If Mr. Murphy of "Murphy's Law" fame [1] had been a mathematician he would have had a warning something along the lines of: "Beware of Square Root of 2 errors."

I don't know why, but lately I have run across many examples of this kind of error. One involved a paper in a respected journal. Some folks were measuring very low frequency noise. To make a measurement, they used two of their devices and summed them together, then made the statement that this would double their voltage noise. This sounds logical, until you think of the random nature of noise and point by point examine what really happens when random noise is uncorrelated.

If the first random source of the noise happened to have a positive value at time Tn, any other random noise source in the universe is likely to have an opposite sign at time Tn, and even if it has the same sign it is likely to be of a different magnitude. So the summation is really not in phase or in series.

The probability is that over a long period of time the output of two uncorrelated noise sources summed together is really reduced by 1/Sqrt(2). And if you have N sources summed together the reduction is 1/Sqrt(N).

If they had carefully checked the result, which is sometimes very hard to do because you don't know what answer you are looking for in the first place, they might have spotted the error.
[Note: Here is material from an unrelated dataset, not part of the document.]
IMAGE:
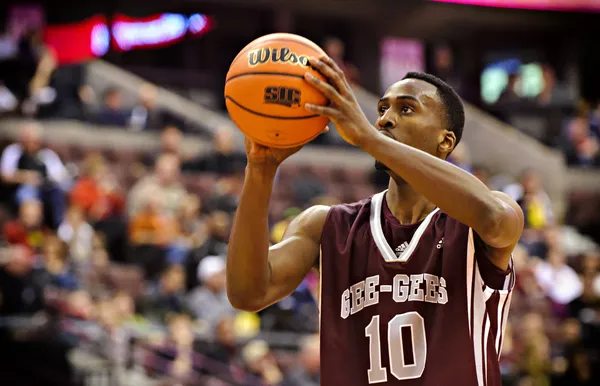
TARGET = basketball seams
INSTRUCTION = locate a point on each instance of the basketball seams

In a situation like this, simulating the measurement chain might help spot the error. Or inputting known signals and measuring them can help spot all sorts of issues.

100% in Error Every Time
Here is an example that is easy to see the error in, yet I have never seen it done completely right. The ubiquitous Discrete Fourier Transform (DFT) or, as it is commonly called, the Fast Fourier Transform (FFT) [2].

Now I understand that absolute accuracy of the result is not needed in many fields, but to us instrumentation folks we like to get an accurate amplitude out of our DFTs because we are making calibrated measurements [3].
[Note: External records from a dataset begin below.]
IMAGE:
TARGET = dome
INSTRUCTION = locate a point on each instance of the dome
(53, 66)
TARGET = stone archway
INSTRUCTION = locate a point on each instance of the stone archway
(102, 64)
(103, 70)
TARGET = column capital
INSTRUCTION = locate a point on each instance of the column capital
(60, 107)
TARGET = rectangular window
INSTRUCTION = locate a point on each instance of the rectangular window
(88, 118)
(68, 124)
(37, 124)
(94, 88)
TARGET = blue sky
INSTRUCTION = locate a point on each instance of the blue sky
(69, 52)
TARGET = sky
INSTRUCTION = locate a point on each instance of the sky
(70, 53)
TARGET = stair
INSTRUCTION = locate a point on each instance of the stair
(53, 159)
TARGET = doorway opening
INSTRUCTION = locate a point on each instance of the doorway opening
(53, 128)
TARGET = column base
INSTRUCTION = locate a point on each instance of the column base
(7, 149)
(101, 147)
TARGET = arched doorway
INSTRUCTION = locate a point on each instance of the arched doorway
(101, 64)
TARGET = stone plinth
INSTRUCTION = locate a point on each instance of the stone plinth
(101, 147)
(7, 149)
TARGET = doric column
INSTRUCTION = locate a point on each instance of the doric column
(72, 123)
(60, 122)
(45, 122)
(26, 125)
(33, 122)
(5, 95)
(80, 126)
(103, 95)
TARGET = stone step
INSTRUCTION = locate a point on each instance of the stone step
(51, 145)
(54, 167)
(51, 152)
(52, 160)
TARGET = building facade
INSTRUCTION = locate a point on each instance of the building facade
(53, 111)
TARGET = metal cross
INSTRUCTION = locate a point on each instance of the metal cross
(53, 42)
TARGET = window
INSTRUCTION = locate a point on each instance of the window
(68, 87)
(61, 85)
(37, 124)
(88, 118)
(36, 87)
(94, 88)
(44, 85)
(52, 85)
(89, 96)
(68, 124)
Here is the scenario as you will see it on countless MATLAB and other programming language examples around the web:

Figure 1: A typical FFT example script that is found in every language (not just MATLAB) all over the web. Is the scaling here really right at line 17? [4].

Is the DFT scaling of the script in Figure 1 really right? To find out, let's look at the input and result. The input is merely a sine wave of 1 volt peak (or 2 volts peak to peak) (Figure 2).
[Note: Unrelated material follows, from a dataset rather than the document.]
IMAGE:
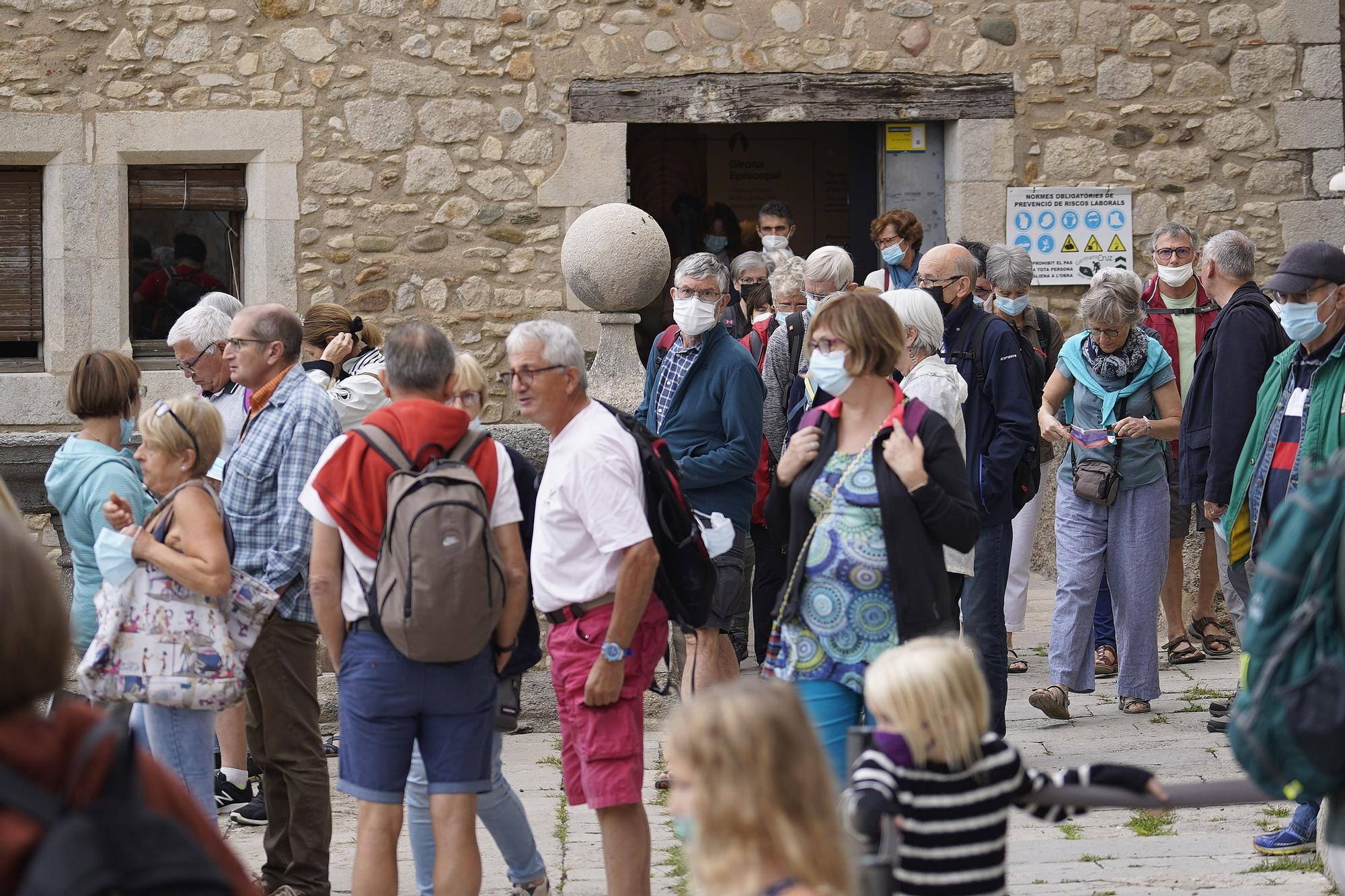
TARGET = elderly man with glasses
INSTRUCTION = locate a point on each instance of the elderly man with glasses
(704, 397)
Figure 2: Zoomed in portion of the waveform created by the script in Figure 1. Clearly this is a 1-volt peak sine wave, which is 1/sqrt(2) or 0.707 Volts rms.

The result of the script in Figure 1 is a single-frequency spike with an amplitude of 1 (Figure 3). All is good right? Well, no. The resultant units of a DFT is Volts rms, not Volts Peak!

Figure 3: The resulting DFT from the script in Figure 1. It shows 1 volt peak at 100 Hz, but are those really the right units? No - the result of a DFT scaled for spectrum analysis is Volts rms.

We put in a sine wave with an amplitude of 1 Volt peak, which is 0.707 Volts rms. Wait, what was that DFT result again? It was 1 Volts rms, but that is not what was input to the DFT. Guess what? The result is off by the square root of 2! Everyone apparently gets lulled into thinking that the result is scaled properly because it just so happens in this case that 1 volt peak input gave a DFT amplitude of 1.